The first thing one must realize when planning a hotel getaway weekend is that the destination is of little importance. You are going to spend almost all of your time in the hotel, not traipsing around the city. You might head out for a meal, or for a walk, or for vital supplies like cigarettes and Sunday newspapers. But the point of a weekend like this is to hole away from the world and interact with as few people as possible.
The destination should only be a consideration if it is at all possible to get a hotel room with an unobstructed view of the sea. Sea trumps all!
The other factor regarding the destination should be that it’s easy to get to – you want the weekend to be about the hotel, not the long and arduous voyage to the hotel. If you have a car, great – I don’t drive, so I consult transportation schedules and routes constantly during my search for the getaway hotel.
Normally, for vacations, I like little hotels that aim to please and are attentive to my comings and goings. But for getaway weekends, I prefer the larger hotel chains – the rooms are usually bigger, and they have all the whistles, horns and bells that hotel rooms should have.
Which brings me to hotel amenities: Does it have a decent pool? Does it have 24-hour room service? Check out the menu online, if you can. I’ve chosen one hotel over another because there was something on the menu that I just had to have.
Bathrooms are a big factor in my choosing a getaway hotel – you want a big, deep tub for soaking, and good lighting for taking care of all the things you can’t see in your bathroom light at home.
While I love staying in bed all day during these getaway weekends and bringing everything into bed with me and having everything set up around me like a princess, an extra bonus is a room that has another, comfortable area to sit in when you feel like you might be getting bed sores.
In terms of searching for the actual hotel online, I use opposing tactics than my normal routine – I sort by number of stars, start at the five-stars, and work my way down. For a vacation, I try to see how close to a hundred bucks a night I can get, and never spend more than $150. But for getaway weekends, I go to $200 for a truly spectacular hotel – although I rarely need to spend that much, because the deals are so great.

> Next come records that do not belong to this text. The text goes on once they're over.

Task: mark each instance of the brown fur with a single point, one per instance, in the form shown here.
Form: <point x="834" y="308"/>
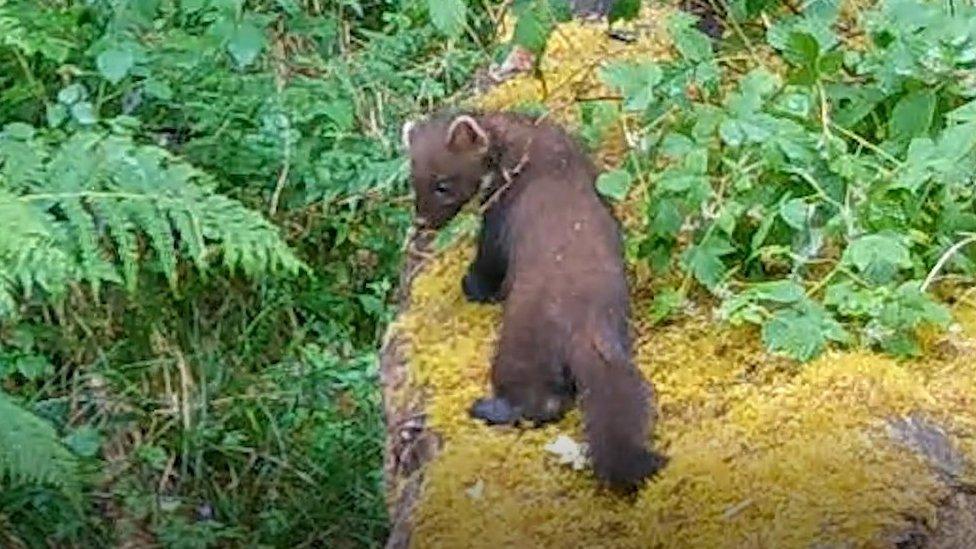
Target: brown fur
<point x="551" y="250"/>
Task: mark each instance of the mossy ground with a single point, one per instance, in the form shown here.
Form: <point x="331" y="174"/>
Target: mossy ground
<point x="764" y="452"/>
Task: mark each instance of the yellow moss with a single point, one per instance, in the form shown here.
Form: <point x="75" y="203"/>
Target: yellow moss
<point x="764" y="453"/>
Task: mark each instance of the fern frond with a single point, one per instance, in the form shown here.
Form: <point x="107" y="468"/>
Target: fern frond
<point x="30" y="451"/>
<point x="103" y="208"/>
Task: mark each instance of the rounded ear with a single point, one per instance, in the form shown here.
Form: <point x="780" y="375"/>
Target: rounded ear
<point x="408" y="127"/>
<point x="466" y="135"/>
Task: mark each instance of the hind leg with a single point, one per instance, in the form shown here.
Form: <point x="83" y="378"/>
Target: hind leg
<point x="529" y="380"/>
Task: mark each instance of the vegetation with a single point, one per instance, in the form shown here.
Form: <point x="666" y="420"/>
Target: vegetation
<point x="202" y="206"/>
<point x="816" y="183"/>
<point x="201" y="215"/>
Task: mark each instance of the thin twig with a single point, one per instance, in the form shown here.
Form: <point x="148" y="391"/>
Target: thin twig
<point x="945" y="259"/>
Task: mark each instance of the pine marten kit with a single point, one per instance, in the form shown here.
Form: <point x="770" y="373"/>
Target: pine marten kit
<point x="551" y="252"/>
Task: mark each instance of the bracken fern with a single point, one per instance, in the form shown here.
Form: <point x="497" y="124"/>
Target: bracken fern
<point x="96" y="207"/>
<point x="30" y="451"/>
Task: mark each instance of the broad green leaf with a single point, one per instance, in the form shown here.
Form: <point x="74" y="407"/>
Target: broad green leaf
<point x="448" y="16"/>
<point x="666" y="217"/>
<point x="114" y="64"/>
<point x="33" y="367"/>
<point x="794" y="212"/>
<point x="246" y="42"/>
<point x="614" y="184"/>
<point x="794" y="334"/>
<point x="692" y="44"/>
<point x="965" y="113"/>
<point x="70" y="95"/>
<point x="533" y="26"/>
<point x="635" y="80"/>
<point x="666" y="303"/>
<point x="852" y="301"/>
<point x="84" y="441"/>
<point x="912" y="115"/>
<point x="84" y="113"/>
<point x="342" y="114"/>
<point x="705" y="260"/>
<point x="158" y="89"/>
<point x="623" y="10"/>
<point x="779" y="291"/>
<point x="878" y="257"/>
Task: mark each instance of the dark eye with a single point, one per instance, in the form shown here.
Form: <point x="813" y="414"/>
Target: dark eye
<point x="441" y="188"/>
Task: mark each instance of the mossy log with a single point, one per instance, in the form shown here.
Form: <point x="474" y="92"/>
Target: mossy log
<point x="852" y="450"/>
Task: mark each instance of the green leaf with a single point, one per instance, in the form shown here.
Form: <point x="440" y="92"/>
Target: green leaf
<point x="69" y="95"/>
<point x="158" y="89"/>
<point x="84" y="113"/>
<point x="114" y="64"/>
<point x="794" y="334"/>
<point x="912" y="115"/>
<point x="779" y="291"/>
<point x="33" y="367"/>
<point x="965" y="113"/>
<point x="666" y="303"/>
<point x="533" y="26"/>
<point x="636" y="80"/>
<point x="30" y="450"/>
<point x="614" y="184"/>
<point x="802" y="332"/>
<point x="794" y="212"/>
<point x="623" y="10"/>
<point x="705" y="260"/>
<point x="692" y="44"/>
<point x="852" y="301"/>
<point x="878" y="257"/>
<point x="245" y="43"/>
<point x="84" y="441"/>
<point x="448" y="16"/>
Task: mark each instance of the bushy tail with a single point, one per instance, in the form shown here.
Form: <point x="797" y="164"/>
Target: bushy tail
<point x="618" y="411"/>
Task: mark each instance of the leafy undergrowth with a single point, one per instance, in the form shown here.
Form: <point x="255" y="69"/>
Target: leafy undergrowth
<point x="201" y="219"/>
<point x="763" y="452"/>
<point x="748" y="198"/>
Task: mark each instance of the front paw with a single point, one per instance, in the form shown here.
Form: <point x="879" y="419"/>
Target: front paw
<point x="476" y="291"/>
<point x="494" y="411"/>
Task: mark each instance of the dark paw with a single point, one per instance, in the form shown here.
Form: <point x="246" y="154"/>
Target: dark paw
<point x="627" y="476"/>
<point x="494" y="411"/>
<point x="475" y="290"/>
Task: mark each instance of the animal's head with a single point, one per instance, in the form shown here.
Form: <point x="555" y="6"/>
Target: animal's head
<point x="448" y="161"/>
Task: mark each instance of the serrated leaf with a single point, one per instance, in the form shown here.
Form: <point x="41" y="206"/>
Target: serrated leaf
<point x="245" y="43"/>
<point x="801" y="332"/>
<point x="779" y="291"/>
<point x="84" y="113"/>
<point x="635" y="80"/>
<point x="84" y="441"/>
<point x="158" y="89"/>
<point x="70" y="95"/>
<point x="692" y="44"/>
<point x="448" y="16"/>
<point x="705" y="263"/>
<point x="965" y="113"/>
<point x="912" y="115"/>
<point x="33" y="367"/>
<point x="114" y="64"/>
<point x="623" y="10"/>
<point x="794" y="213"/>
<point x="878" y="257"/>
<point x="533" y="26"/>
<point x="614" y="184"/>
<point x="794" y="334"/>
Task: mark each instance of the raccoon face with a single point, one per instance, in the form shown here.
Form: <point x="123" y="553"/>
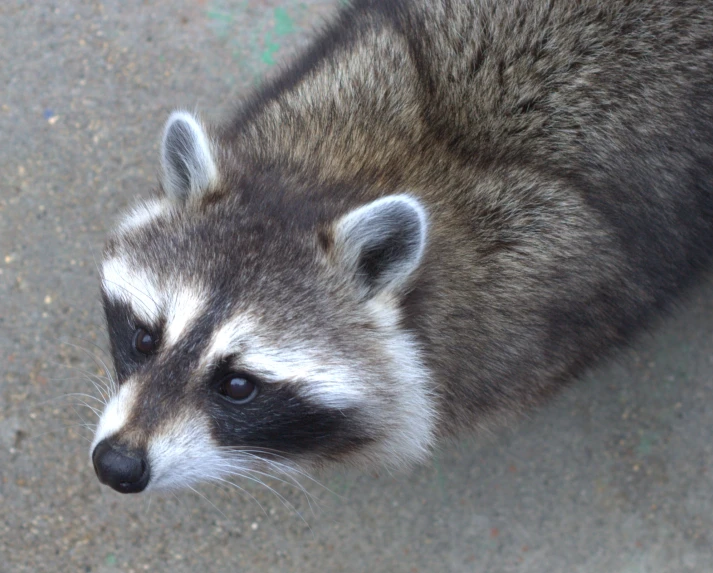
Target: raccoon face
<point x="251" y="326"/>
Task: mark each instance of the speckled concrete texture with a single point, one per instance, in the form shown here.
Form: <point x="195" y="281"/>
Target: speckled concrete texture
<point x="615" y="477"/>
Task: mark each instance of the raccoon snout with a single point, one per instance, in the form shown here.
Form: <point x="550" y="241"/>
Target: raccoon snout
<point x="122" y="472"/>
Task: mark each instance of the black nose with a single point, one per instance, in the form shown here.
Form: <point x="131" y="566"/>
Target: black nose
<point x="121" y="471"/>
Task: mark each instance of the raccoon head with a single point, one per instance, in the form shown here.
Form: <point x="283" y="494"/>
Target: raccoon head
<point x="253" y="321"/>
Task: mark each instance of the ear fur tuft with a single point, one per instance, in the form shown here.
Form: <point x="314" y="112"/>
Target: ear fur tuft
<point x="186" y="157"/>
<point x="383" y="242"/>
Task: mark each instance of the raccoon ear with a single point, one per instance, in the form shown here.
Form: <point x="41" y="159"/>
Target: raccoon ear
<point x="382" y="243"/>
<point x="186" y="158"/>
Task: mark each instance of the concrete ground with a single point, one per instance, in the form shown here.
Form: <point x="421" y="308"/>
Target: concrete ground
<point x="615" y="477"/>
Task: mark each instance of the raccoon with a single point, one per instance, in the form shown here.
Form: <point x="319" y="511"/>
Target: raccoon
<point x="434" y="219"/>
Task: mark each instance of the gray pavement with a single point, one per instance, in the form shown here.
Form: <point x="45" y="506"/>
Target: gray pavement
<point x="614" y="477"/>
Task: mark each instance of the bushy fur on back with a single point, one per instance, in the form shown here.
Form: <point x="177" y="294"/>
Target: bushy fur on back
<point x="436" y="217"/>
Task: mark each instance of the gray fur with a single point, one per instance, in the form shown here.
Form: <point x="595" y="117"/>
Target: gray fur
<point x="561" y="152"/>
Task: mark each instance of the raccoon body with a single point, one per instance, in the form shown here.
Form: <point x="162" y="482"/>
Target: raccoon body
<point x="435" y="218"/>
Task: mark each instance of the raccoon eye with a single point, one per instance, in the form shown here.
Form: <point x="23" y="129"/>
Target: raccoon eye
<point x="238" y="388"/>
<point x="144" y="342"/>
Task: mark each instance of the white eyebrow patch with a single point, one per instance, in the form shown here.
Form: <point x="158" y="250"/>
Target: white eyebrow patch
<point x="124" y="282"/>
<point x="317" y="377"/>
<point x="228" y="338"/>
<point x="183" y="308"/>
<point x="143" y="213"/>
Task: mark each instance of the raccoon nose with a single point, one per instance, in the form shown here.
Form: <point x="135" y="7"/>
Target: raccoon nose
<point x="124" y="473"/>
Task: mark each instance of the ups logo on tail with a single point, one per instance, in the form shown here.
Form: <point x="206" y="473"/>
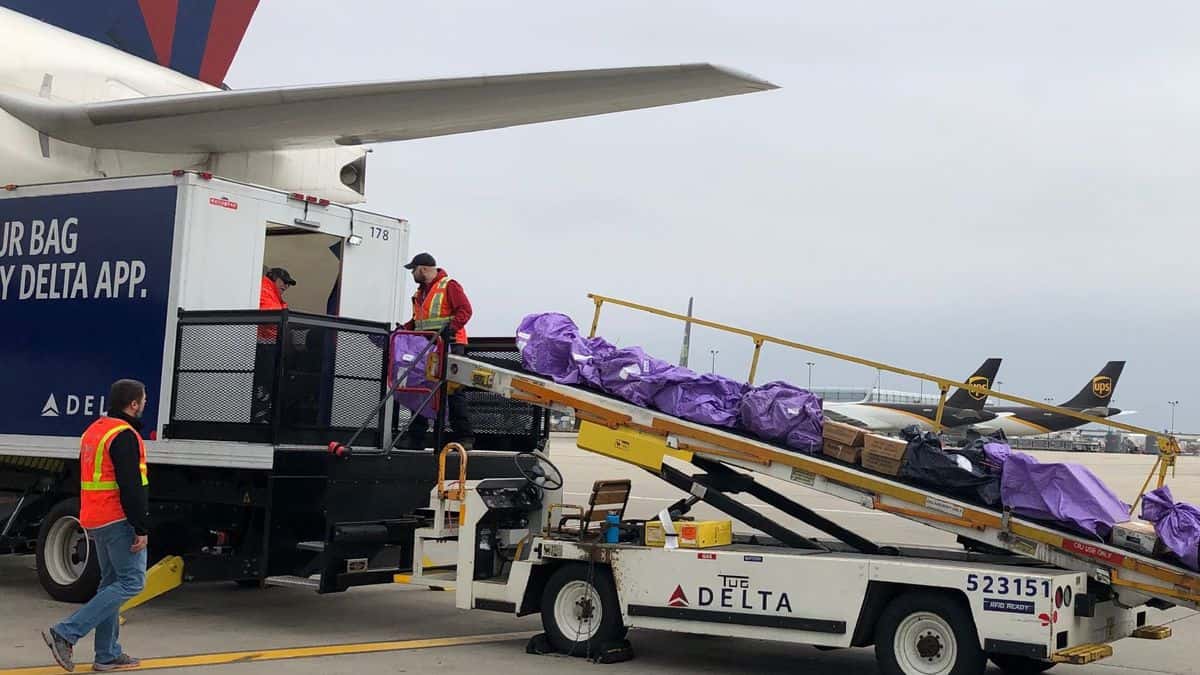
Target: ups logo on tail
<point x="979" y="381"/>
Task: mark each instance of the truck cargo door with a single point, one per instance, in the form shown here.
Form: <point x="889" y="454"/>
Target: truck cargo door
<point x="315" y="261"/>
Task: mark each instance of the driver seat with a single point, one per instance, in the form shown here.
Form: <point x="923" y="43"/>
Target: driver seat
<point x="607" y="497"/>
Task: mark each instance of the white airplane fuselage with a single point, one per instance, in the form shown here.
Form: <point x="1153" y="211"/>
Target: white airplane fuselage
<point x="880" y="418"/>
<point x="37" y="59"/>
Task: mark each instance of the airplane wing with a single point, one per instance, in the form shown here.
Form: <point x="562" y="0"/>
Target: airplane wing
<point x="849" y="414"/>
<point x="352" y="114"/>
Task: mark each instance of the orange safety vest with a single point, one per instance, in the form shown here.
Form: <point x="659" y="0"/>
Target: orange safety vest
<point x="269" y="299"/>
<point x="435" y="312"/>
<point x="100" y="499"/>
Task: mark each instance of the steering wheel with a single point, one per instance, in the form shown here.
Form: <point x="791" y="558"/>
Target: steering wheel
<point x="532" y="466"/>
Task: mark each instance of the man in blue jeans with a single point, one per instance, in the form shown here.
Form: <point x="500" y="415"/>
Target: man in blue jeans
<point x="113" y="507"/>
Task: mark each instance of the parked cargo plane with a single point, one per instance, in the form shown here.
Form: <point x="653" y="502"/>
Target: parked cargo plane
<point x="963" y="407"/>
<point x="1093" y="399"/>
<point x="126" y="87"/>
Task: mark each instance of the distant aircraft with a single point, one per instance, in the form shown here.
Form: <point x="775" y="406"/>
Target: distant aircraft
<point x="963" y="407"/>
<point x="1093" y="399"/>
<point x="93" y="89"/>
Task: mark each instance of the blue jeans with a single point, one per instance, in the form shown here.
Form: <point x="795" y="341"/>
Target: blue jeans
<point x="121" y="575"/>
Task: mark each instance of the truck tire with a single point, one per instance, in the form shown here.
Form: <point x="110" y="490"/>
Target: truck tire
<point x="580" y="609"/>
<point x="928" y="633"/>
<point x="66" y="562"/>
<point x="1020" y="664"/>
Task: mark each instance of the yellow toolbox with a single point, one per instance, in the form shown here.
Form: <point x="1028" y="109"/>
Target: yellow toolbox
<point x="693" y="533"/>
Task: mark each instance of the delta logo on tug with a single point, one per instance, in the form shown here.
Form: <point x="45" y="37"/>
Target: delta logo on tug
<point x="733" y="591"/>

This is also where consulting the hotel’s actual website comes in handy – you would not believe how many large hotels, for whom business travelers and conferences are their bread and butter, practically give away their rooms for weekend stays. And don’t be put off by staying in the hotel on Sunday night, especially if it’s part of a great deal. For one, it RUINS the idea of a decadent hotel weekend if you have to get out of there by noon on Sunday. Who the heck wants to break up their Sundays like that? Also, it merely increases the decadent factor when you glide into work an hour late on a Monday after having a long bath and room service omelets. (Not that I’ve ever done that. Ahem.)
The most important thing to remember when planning a hotel weekend is that it’s going to cost you some money. You’ve got to fork over the bucks if you really want the weekend to be a mini-vacation. I know plenty of New Yorkers who think nothing of dropping $600 for a weekend at a friend’s summer share in the Hamptons – complete with nasty traffic, ignorant rich people, and lumpy sofa beds. Why not stay in town over that weekend, or book the nicest room at a hotel in the opposite direction, order the entire room service menu, have someone else pick up after you, and have unlimited use of a pool and gym, which are hardly ever used?
Try a decadent hotel weekend. You’ll be glad you did. Tell them Miss Expatria sent you!